The temptation and opportunity for this omni-tracking information to fall into the wrong hands is scarily real. It could be abused by another rogue Google employee, another hacker of Google’s system, Government spy agencies that Google works with, or law enforcement who could gain access to it without a subpoena.

Such an intimate profile of your movements puts you at greater risk of stalking, blackmail, theft, fraud, kidnapping or arrest.

LW: So what if location tracking, like most things Google does, is primarily about delivering more relevant ads?

Cleland: As the book details, polls show that most people: are not willing to trade their privacy for more relevant ads; do not want their online activities tracked; and are not aware of how much of their private information is being collected.

Google has a huge business and brand problem with privacy. Google has made everyone very aware of the many benefits of Google’s free services, but Google has been very deceptive about the privacy and security costs to users of Google’s tracking and profiling that pays for the free services. Simply put: most people don’t want to be tracked or profiled.

LW: What is the connection between how Android handsets use nearby Wi-Fi hotspots to triangulate a user’s whereabouts, and Google previously having sent fleets of Street View cars to tap into unsecured WiFi networks in 30 nations?

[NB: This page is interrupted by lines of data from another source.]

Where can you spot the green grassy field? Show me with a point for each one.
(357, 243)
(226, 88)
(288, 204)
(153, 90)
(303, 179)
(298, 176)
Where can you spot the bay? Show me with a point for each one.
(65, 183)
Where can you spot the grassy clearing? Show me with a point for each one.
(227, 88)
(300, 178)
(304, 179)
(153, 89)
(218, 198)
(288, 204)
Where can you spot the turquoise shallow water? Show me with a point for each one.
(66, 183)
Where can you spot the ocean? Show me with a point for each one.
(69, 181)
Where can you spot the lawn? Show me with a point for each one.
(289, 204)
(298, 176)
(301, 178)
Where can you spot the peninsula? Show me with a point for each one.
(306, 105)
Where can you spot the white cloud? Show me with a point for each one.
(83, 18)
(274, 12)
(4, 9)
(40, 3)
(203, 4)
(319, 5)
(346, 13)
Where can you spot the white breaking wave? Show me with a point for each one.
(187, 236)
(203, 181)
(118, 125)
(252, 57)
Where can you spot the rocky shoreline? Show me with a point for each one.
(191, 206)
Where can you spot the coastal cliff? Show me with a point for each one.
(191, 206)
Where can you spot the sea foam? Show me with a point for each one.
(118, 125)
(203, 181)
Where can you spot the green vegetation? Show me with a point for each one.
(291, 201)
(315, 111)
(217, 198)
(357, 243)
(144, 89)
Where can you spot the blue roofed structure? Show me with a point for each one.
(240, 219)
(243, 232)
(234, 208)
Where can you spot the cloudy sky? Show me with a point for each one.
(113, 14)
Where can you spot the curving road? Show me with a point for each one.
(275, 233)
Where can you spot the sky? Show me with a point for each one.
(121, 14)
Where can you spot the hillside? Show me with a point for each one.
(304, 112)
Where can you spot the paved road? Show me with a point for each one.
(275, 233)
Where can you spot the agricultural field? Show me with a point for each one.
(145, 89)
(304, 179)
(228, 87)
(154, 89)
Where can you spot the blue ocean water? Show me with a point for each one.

Cleland: They are different sides of the same coin. Many nations around the world have investigated and sanctioned Google for illegally eavesdropping on tens of millions of people’s WiFi networks and collecting unencrypted emails and passwords. Google said that three-year effort, now known as “WiSpy,” was a “mistake” and has been discontinued.

What we now know is that Google has not stopped collecting people’s WiFi signals as they pledged publicly, they just secretly changed the signal-collection technology from Street View cars to any device with an Android operating system. In both instances, Google is collecting extremely private information without users meaningful permission or knowledge that irresponsibly puts people at unnecessary risk.

TL: You conclude that public and industry pressure, combined with limited government action, is the only thing that can stop Google. Where do you see this pressure coming from?

Cleland: Informed users, web publishers, and advertisers are already demanding that Google respect others’ privacy and property, obey the law, and be more transparent and accountable. The goal of my book is to make more people aware of the threats Google poses to privacy, property, competition, and even democracy — so that the system can address them appropriately.